Chapter 2 Quantitative data and analysis in Linguistics

Many linguistic questions can be tested using quantitative data: things that can be measured, counted, rated, or categorized.

How does the f0 (pitch) of a speaker’s voice differ between casual vs. formal speech?
How quickly do listeners process frequent vs. infrequent words?
How often is a morphological variant (e.g. -in vs. -ing) used by younger vs. older speakers?
How does perceived grammaticality differ for sentences with Object-Subject word order vs. Subject-Object word order?
What consonant (/b/ or /p/) is perceived by listeners when hearing sounds that differ in VOT?
Does speech rate in a second language vary based on the speaker’s amount of experience with the language?

Quantitative analysis is the process of trying to answer questions like these, or more generally, to interpret quantitative data, and includes:

Summarizing data: Describing distributions of data in meaningful terms
Discovering relationships: Examining patterns, such as differences between groups and associations between variables
Making inferences: Generalizing from a sample

Quantitative linguistic research: The process

TOPIC	What is your research question (general and specific)? What are your hypotheses?
METHODS	Choose appropriate method (experiment? corpus?). Decide how you will evaluate your hypothesis
ANALYSIS	Perform measurements. Present graphs of your data. Perform statistical analysis
CONCLUSION	Prose summary of results. Was your hypothesis supported?

2.1 Types of data

How we choose to analyze data will differ depending on what type of data we are working with. One important distinction is between continuous and categorical data:

Continuous data: a measure that has meaningful numerical values. Examples:
- speakers’ f0 (measured in Hz)
- listeners’ reaction times (measured in ms)
- length of utterance (measured in number of words)
Categorical data: a measure that has values that belong to distinct categories. Examples:
- speaker’s first language (Hindi, Somali, Thai, Cree…)
- listeners’ accuracy on a perception task (correct vs. incorrect)
- syntactic construction (e.g. whether an utterance has SOV or VSO word order)

Usually, we will have a set of values, or a distribution of data, that we want to summarize, and the way to do this differs depending on the type of data. For example, if we want to summarize continuous data from a group of 10 speakers, such as the f0 (pitch), we can measure the f0 of each speaker in Hz, get a set of numbers like [240, 260, 130, 200, 300, 300, 321, 122, 132, 178] and take the average of these 10 numbers. On the other hand, if we want to summarize categorical data, such as the first language of the speakers ["Hindi", "Somali", "Tagalog", "Cree", "English", "Mandarin", "English", "Mandarin", "Hindi", "Hindi"], we can’t do the same thing, because it’s not possible to take an average a set of non-numbers! Instead, we have to find a different way to summarize this in a succinct way, for example by reporting the proportion of speakers who have each L1.
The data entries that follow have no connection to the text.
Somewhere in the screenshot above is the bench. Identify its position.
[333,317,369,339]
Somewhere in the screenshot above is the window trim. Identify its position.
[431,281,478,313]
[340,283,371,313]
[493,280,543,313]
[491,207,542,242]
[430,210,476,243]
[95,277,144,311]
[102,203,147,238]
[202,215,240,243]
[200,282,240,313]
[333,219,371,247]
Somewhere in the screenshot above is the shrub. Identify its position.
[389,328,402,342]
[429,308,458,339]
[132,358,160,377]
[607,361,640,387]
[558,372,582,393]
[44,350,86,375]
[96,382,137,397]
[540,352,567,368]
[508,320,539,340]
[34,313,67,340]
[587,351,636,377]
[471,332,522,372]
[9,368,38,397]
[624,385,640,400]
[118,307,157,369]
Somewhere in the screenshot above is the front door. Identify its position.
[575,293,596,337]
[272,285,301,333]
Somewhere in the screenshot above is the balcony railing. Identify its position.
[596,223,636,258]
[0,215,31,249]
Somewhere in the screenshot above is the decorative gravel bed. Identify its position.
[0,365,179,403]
2.2 Variables in research design

The sample questions presented at the beginning of this chapter all had to do with things that can take on different values, whether it is a continuous value (e.g., the rate of speech, measured in words per second) or a category (e.g., word order, which could be SOV vs. OVS vs. VSO etc.). We can call these “variables” (just like x in your high school algebra class).

In linguistic research, we often want to examine how the distribution of one variable varies in different circumstances. We can think of this as a relationship between two variables:

Outcome variable: what we’re measuring (also known as dependent variable or response variable). This is the thing we expect to depend on, or respond to changes in the predictor variable.
Predictor variable: the dimension along which we expect the outcome variable to differ (also known as independent variable). This is the thing we expect to predict differences in the outcome variable.

For categorical variables, we will also often want to specify the levels, or potential categories.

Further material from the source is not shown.